Friday, June 25, 2010

Pink Graffiti - Secret Cities












Pink Graffiti

Secret Cities
Western Vinyl Records.

SCQ Rating: 70%

When Fargo-based outfit Secret Cities released the digital single Bright Teeth in March, they manned a strange nexus bridging glitchy hip-hop to the architecture of monolithic indie-rock. Whether executed purposefully or accidentally, Bright Teeth’s hybrid was an unstable one; weighed down in terse strings but peppered with lively laptop thumps, its very appeal was fatedly tied to its volatility.

While subsequent full-length Pink Graffiti still deals in some electronic textures, the early glitch of its predecessor has proven a red herring with Secret Cities (MJ Parker & Charlie Gokey) sounding closer here to an intricate Arcade Fire. Nowhere is the comparison more apt than on ‘Pink Graffiti Pt.2’ and ‘Pink City’ where massive, churning melodies are haunted over by eerily tracked vocals and impressive harmonies layer each respective song.
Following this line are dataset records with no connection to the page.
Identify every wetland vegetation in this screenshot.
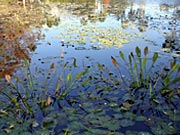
[0,0,180,135]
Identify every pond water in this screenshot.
[0,0,180,135]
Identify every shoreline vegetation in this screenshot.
[0,0,180,135]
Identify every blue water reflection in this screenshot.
[32,0,180,70]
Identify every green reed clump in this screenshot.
[111,47,180,95]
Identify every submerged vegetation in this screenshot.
[0,0,180,135]
[0,47,180,135]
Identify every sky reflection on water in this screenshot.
[33,0,180,70]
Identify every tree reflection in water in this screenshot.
[0,3,41,78]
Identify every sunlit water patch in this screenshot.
[0,0,180,135]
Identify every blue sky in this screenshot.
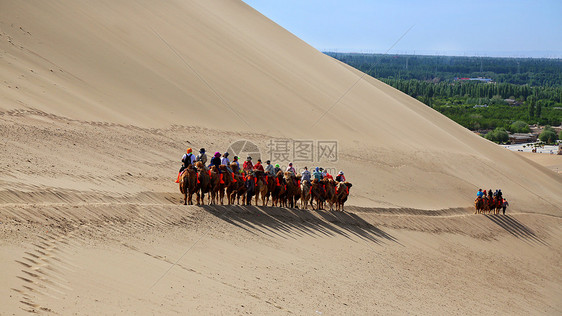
[244,0,562,58]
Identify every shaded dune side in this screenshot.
[0,0,562,213]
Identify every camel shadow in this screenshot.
[485,214,548,246]
[201,205,400,244]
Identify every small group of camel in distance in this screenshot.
[179,161,351,211]
[474,196,503,214]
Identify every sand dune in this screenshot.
[0,0,562,314]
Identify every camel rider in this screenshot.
[265,160,275,177]
[254,159,265,173]
[195,148,207,166]
[336,170,346,182]
[232,156,242,173]
[287,162,297,175]
[180,148,195,173]
[242,156,254,174]
[476,189,484,198]
[320,167,326,179]
[312,167,322,181]
[301,167,311,182]
[176,148,195,183]
[221,152,232,172]
[209,151,221,173]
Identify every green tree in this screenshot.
[484,127,509,143]
[539,125,558,144]
[509,121,531,133]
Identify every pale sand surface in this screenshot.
[0,0,562,315]
[518,152,562,174]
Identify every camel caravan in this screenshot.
[176,148,352,211]
[474,189,509,215]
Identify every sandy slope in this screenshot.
[0,0,562,314]
[0,199,562,315]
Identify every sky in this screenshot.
[243,0,562,58]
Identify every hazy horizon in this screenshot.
[244,0,562,58]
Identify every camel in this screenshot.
[271,171,287,207]
[301,180,311,210]
[254,170,267,206]
[242,173,257,205]
[215,165,234,205]
[195,161,211,205]
[284,172,300,208]
[225,163,240,205]
[323,179,336,211]
[209,166,220,204]
[265,176,277,206]
[180,165,197,205]
[474,197,484,214]
[310,179,326,210]
[336,182,352,212]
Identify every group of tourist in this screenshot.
[474,189,509,215]
[176,148,346,183]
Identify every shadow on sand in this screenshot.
[485,214,548,246]
[202,205,399,244]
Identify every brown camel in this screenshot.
[180,165,197,205]
[271,171,287,207]
[301,180,312,210]
[323,179,336,211]
[195,161,211,205]
[254,170,267,206]
[209,166,220,204]
[265,176,277,206]
[336,182,351,212]
[215,165,233,205]
[310,179,326,210]
[284,172,300,208]
[474,197,484,214]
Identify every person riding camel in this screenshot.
[176,148,195,183]
[265,160,275,177]
[221,152,232,172]
[242,156,254,174]
[195,148,207,166]
[312,167,322,181]
[253,159,265,173]
[232,156,242,173]
[336,170,346,182]
[301,167,311,182]
[209,151,221,173]
[476,189,484,198]
[286,162,297,175]
[180,148,195,173]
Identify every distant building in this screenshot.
[509,133,537,144]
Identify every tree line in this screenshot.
[325,52,562,86]
[326,53,562,132]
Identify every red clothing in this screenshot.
[254,162,265,172]
[242,160,254,171]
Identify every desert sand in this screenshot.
[0,0,562,315]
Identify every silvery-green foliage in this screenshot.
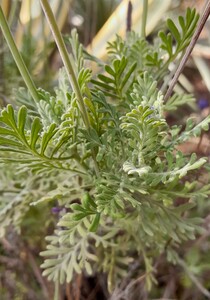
[0,10,210,290]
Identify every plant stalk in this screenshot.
[54,279,59,300]
[40,0,90,128]
[141,0,148,38]
[164,1,210,101]
[0,6,39,102]
[40,0,99,175]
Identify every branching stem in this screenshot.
[40,0,99,175]
[164,1,210,101]
[40,0,90,128]
[0,6,39,102]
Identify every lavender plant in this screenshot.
[0,0,210,298]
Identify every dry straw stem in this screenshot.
[164,1,210,101]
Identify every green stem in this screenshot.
[54,280,59,300]
[40,0,99,176]
[40,0,90,128]
[141,0,148,38]
[0,6,39,102]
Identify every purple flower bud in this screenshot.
[198,98,209,110]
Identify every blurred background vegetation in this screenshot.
[0,0,210,300]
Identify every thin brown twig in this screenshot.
[164,1,210,101]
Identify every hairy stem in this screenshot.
[164,1,210,101]
[40,0,90,128]
[40,0,99,175]
[0,6,39,102]
[54,279,60,300]
[141,0,148,38]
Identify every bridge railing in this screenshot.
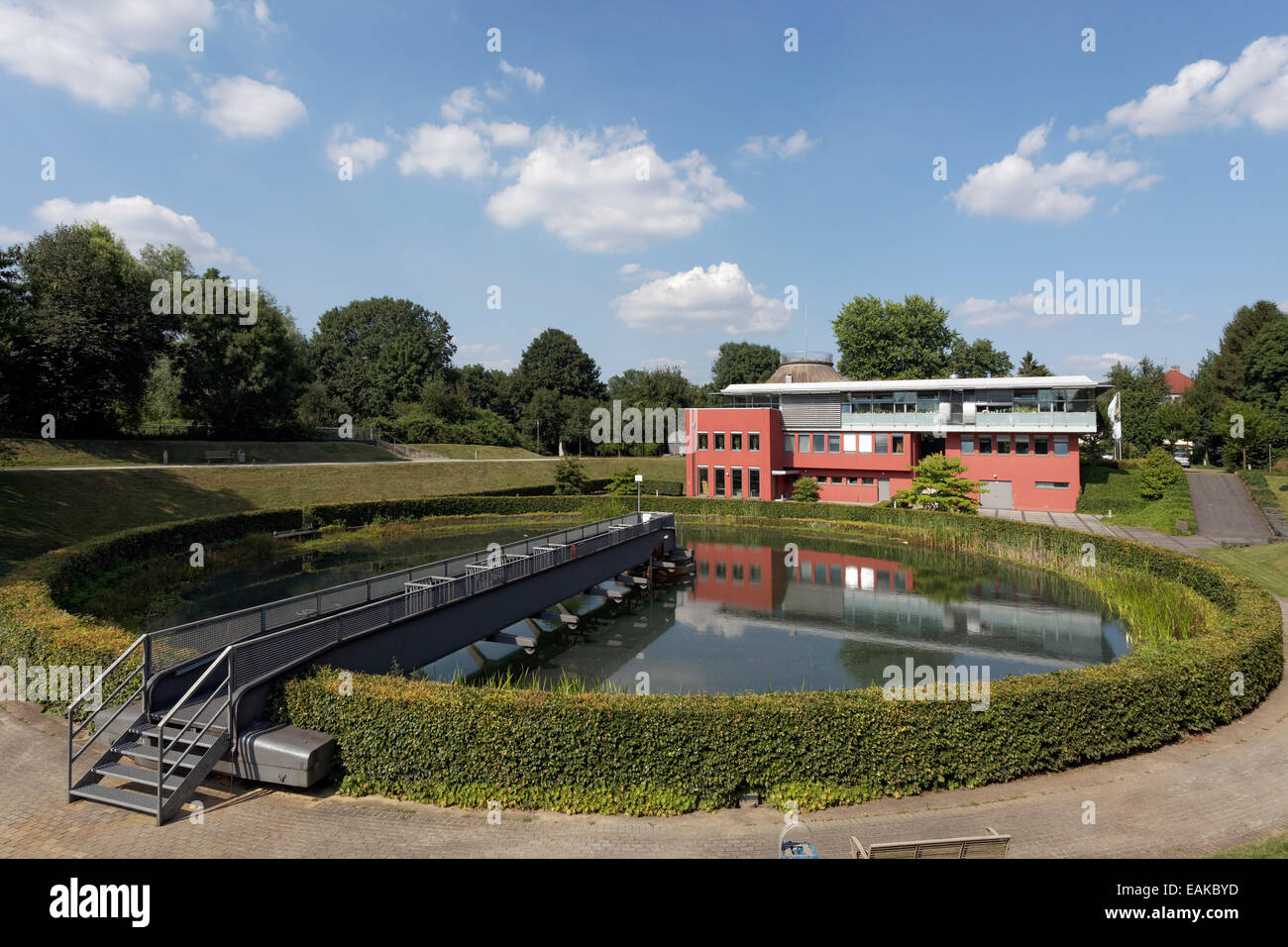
[149,513,669,674]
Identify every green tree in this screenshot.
[175,275,310,436]
[1015,352,1051,377]
[309,296,456,419]
[16,223,168,436]
[555,458,590,496]
[793,476,818,502]
[711,342,782,391]
[894,454,986,513]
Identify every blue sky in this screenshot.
[0,0,1288,381]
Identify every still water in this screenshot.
[150,527,1128,693]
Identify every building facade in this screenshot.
[686,362,1096,513]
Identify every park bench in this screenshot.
[850,828,1012,858]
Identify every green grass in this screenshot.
[1077,464,1194,536]
[1199,543,1288,598]
[0,458,684,573]
[1212,832,1288,858]
[406,445,540,460]
[0,438,402,468]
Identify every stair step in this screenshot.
[71,783,158,815]
[112,740,202,770]
[90,763,183,791]
[130,724,224,749]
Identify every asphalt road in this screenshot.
[1185,472,1270,543]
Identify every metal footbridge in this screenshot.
[67,513,677,824]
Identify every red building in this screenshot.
[686,357,1096,513]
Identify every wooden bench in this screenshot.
[850,828,1012,858]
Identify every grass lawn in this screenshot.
[406,445,538,460]
[1199,543,1288,598]
[1077,464,1194,536]
[0,438,403,467]
[0,458,684,573]
[1212,832,1288,858]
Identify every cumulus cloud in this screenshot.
[738,129,818,158]
[501,59,546,91]
[612,263,791,335]
[952,123,1159,223]
[486,125,746,253]
[202,76,309,138]
[34,194,257,271]
[398,123,497,177]
[1105,36,1288,137]
[0,0,215,110]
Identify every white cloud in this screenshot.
[202,76,309,138]
[486,125,746,253]
[952,123,1159,223]
[33,194,257,271]
[0,0,215,110]
[1105,36,1288,137]
[439,85,483,121]
[326,124,389,175]
[501,59,546,91]
[398,124,496,177]
[612,263,791,335]
[738,129,818,158]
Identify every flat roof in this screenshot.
[720,374,1104,394]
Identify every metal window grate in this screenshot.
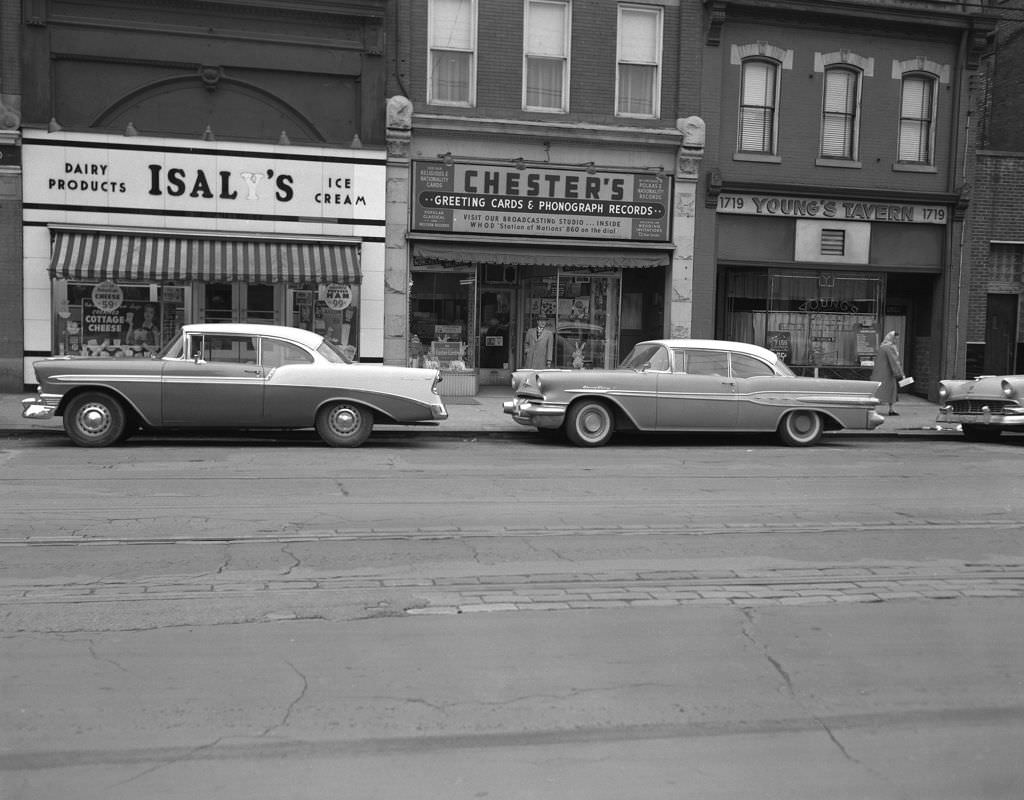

In the shadows of these constructs lies some of Secret Cities most accomplished material; ‘Aw Rats’ drifts wonderfully on a muddled urgency and lullaby ‘Colors’ twinkles over a cotton-candy sweet lilt without turning twee or saccharine. Few other examples stick to the sharpened focus evident here and Pink Graffiti emits that aforementioned instability, whereby tracks either break the glass ceiling or hard-nose their limitations. As towering a presence as this kind of songwriting offers, Secret Cities can only get so far without conveying a live energy to match their dizzying ascensions. There’s an undeniable desire to keep these tracks on their toes, from the rippling piano that fades in from casual whistle-work on ‘Pink Graffiti Pt.1’ to the rhythmic ‘Slacker’ that dissipates into sweet viola melodrama, but the efforts to make an epic of Pink Graffiti only dulls its hooks.

With every song detailed and gracefully unfurling, it seems impossible to predict upon first listen how many spins Pink Graffiti will need to live up to the heavenly promise it hints at. To many, this record might require just one. Yet given the band’s clear trajectory for indie-rock pastures, this record sounds too deliberated over and too polished to transmit said genre’s restless energy. They may still be carving out their identity but it’ll be a crime if Secret Cities doesn’t find a deserving audience.